At home his parents didn't discipline him physically. If the children did something wrong they figured that was because they had done something wrong in raising and teaching the child so the parents would do some penance whenever the child misbehaved. When the child learned that the parents were fasting (or whatever) because of what they had done they felt much remorse and tried to behave so the parents wouldn't suffer.
Arun told the story of when he was older and could drive the car. His father was going into town for a meeting and Arun asked to go along. At that time a trip to town was a big deal. Since he was going to be free in town, his mother asked him to do some shopping and his father asked him to take the car to the garage and have it serviced. He dropped his father off at his meeting and his father said he would be done at 5:00 and said he would be waiting to be picked up then. Arun did allof his shopping, dropped off the car to be serviced and had time to see a movie, but he got so engrossed in the John Wayne movie that he didn't realize how late it had grown. He got out at 5:30. He quickly picked up the car and met his father at 6:00 - an hour late.

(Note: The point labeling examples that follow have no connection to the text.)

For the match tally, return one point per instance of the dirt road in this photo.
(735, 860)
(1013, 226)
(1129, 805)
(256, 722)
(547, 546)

When he arrived his father asked why he was late. Arun was ashamed that he had lost track of time in the movies and so he lied and said the car hadn't been ready. Unfortunately his father had called up the garage and found out the car was done but Arun hadn't picked it up yet. His father said that he must have done something wrong if his son felt that he had to lie to him, so he said that he wouldn't drive home in the car, he would walk the 18 miles home. Arun had to drive the car all the way home, crawling along at 2 mph while his father walked, and after that Arun swore to himself that he would never lie again.

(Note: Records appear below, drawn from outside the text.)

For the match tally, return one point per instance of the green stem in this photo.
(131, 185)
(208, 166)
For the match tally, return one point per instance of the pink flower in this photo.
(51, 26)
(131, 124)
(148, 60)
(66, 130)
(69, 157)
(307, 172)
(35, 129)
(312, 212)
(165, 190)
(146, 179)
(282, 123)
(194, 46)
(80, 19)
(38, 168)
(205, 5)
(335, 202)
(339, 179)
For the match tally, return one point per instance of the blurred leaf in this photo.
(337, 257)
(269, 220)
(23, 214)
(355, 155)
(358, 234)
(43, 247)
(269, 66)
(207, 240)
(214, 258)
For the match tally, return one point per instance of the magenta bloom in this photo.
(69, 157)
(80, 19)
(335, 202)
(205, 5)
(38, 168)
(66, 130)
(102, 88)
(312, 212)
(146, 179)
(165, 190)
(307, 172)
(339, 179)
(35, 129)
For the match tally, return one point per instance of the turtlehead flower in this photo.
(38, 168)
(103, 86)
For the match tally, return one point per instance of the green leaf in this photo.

Arun told another story about a king that asked his wise man the secret to peace. The wise man said their was a holy man out in the country who could help the king but he was so old that he couldn't come to court. The king would have to go see the holy man. So the king traveled far out to the country and visited the holy man. He asked him the secret of peace, and when he did the holy man without saying anything left and went into another room. He came back and gave the king a single grain of wheat. This is the secret of peace he said.
The king was ashamed to admit that he didn't know what the holy man meant so didn't ask any questions. He returned back to his castle and put the single grain in a little golden box. He asked his wise man what the grain of wheat meant.
The wise man said that if the king kept the grain in the box it would eventually rot away and be useless. But if he took it out into the garden and planted it, it would grow up and the adult plant would have seeds that he could plant and soon he would have a whole field of wheat. He could then take the many seeds and give them to his subjects, they could do the same and soon the entire nation would be prosperous and at peace.
Arun said that he didn't expect to change everyone's minds, but that he was happy spreading his stories of peace and nonviolence around the world, and if a few people out of every hundred or so bore fruit he would be satisfied.
Arun said that his grandfather Mahatma Gandhi, believed that love, respect, understanding and compassion are the four pillars on which all religions stand. He said his grandfather made a respectful study of all religions and determined that the goals of all religions are the same. The goal is to get to the mountain top, but there are many different paths to get there. Every religion has a small part of the truth, and each religion thinks that they have the whole truth, but none of them do. The path you take is not important, but the journey is.
Mahatma Ghandi believed that the way to form a new social order was Political and economic decentralization, to prevent massive concentrations of power in the hands of too few. The minimization of competition and exploitation, and instead, the encouragement of cooperation. Production on the basis of need rather than greed, Recognition of the dignity of labor, The practice of extensive self-reliance by individuals, villages, regions and the nation. Absence of oppression on the basis of race, caste, class, language, gender or religion, and a deep respect for mother nature, necessitating an economic system based upon the preservation rather than destruction of the natural environment.